McIlroy's decision shows just how polarised golf has become

The Scoop

While Rory McIlroy was telling the world he's going to limit his time on this side of the Atlantic, thousands were scrambling just for a seat at the European Tour's top table, writes Colin Callander

Rory McIlroy caused something of a stir when he told the media at the DP World Tour Championship that he might play as few as two regular events on next year’s European Tour.

It was basically a statement about whether he would play in $7-8 million events at home in Europe or in America and for that he will get no criticism from me because the former World No. 1 has more than earned the right to choose where and when he wants to play.

Professional golf is becoming an increasingly polarised game and at around the same time that McIlroy was planning his route to his next major title, three younger players were contemplating a much less lucrative life on the mini tours after rules infractions had, at least in part, cost them the chance of earning a tour card at the annual European Tour Qualifying School. 

There is a very small margin between success and failure in professional golf and nowhere is that better illustrated than at Q School where dreams are made but where one loose shot or a single mishap can end a career. Sometimes before it starts.

Q School has been described as the School of Hard Knocks and it certainly was this year for recent English amateur international Gian-Marco Petrozzi whose hopes of reaching the Final Stage were extinguished when he was penalised two shots under the current Rule-13-2 for improving his line of play on the final hole of his Second Stage campaign at Las Colinas.

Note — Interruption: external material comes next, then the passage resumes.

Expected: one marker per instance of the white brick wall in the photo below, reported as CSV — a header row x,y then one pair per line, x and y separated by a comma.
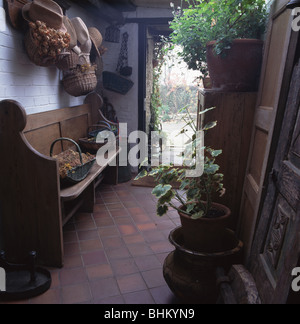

It seemed more than a little harsh to me because all he had done was to rake over his footprints after walking through a bunker on his way back from measuring his approach to the green but rules are rules and there was no complaint from the player himself.

Cruel School is another name for the annual Q School in which more than 1,000 players annually fork out £1,750 in the slim hope that at the end of the process they might be among the 25 players and those tied for 25th place who earn a card for the following year’s tour.

Tom Murray has been on the big tour before and he must have harboured high hopes of getting there again just a few days after missing out on a tour card by just 604 points – the equivalent of one shot over the season – at the Challenge Tour’s season-ending Ras Al Khaimah Grand Final.

The 28-year-old Englishman was also in good position after opening with a 66 and a 70 at Q School but that was before he was disqualified for signing an incorrect scorecard following his third round. Murray had scored a 70 and signed for 70 but because a couple of individual hole scores were incorrect that was that. Again there were no complaints. Merely a magnanimous acceptance that he had been in the wrong.

The Golfing Gods can be vicious at times, which is something Northern Ireland’s Cormac Sharvin also found to his cost at Q School when he was handed a two-shot penalty while in contention during the final round.

The 26-year-old Walker Cup player’s mistake was inadvertently to tee up his ball and inch or two ahead of the tee markers on his seventh hole of the day and it was to prove hugely costly because he went on to post a 69, which ultimately saw him miss out on a tour card by a single shot.

Sharvin’s reaction to his misfortune was every bit as impressive as that of Petrozzi and Murray which is why next season I will be watching with interest as they resume their quest to find a place at the top table of professional golf.

I hope they make it and I also hope that at the other end of the spectrum McIlroy reverses his decision and plays a bit more in Europe than he suggested in Dubai because without him and the other big names the Tour is a much less entertaining place.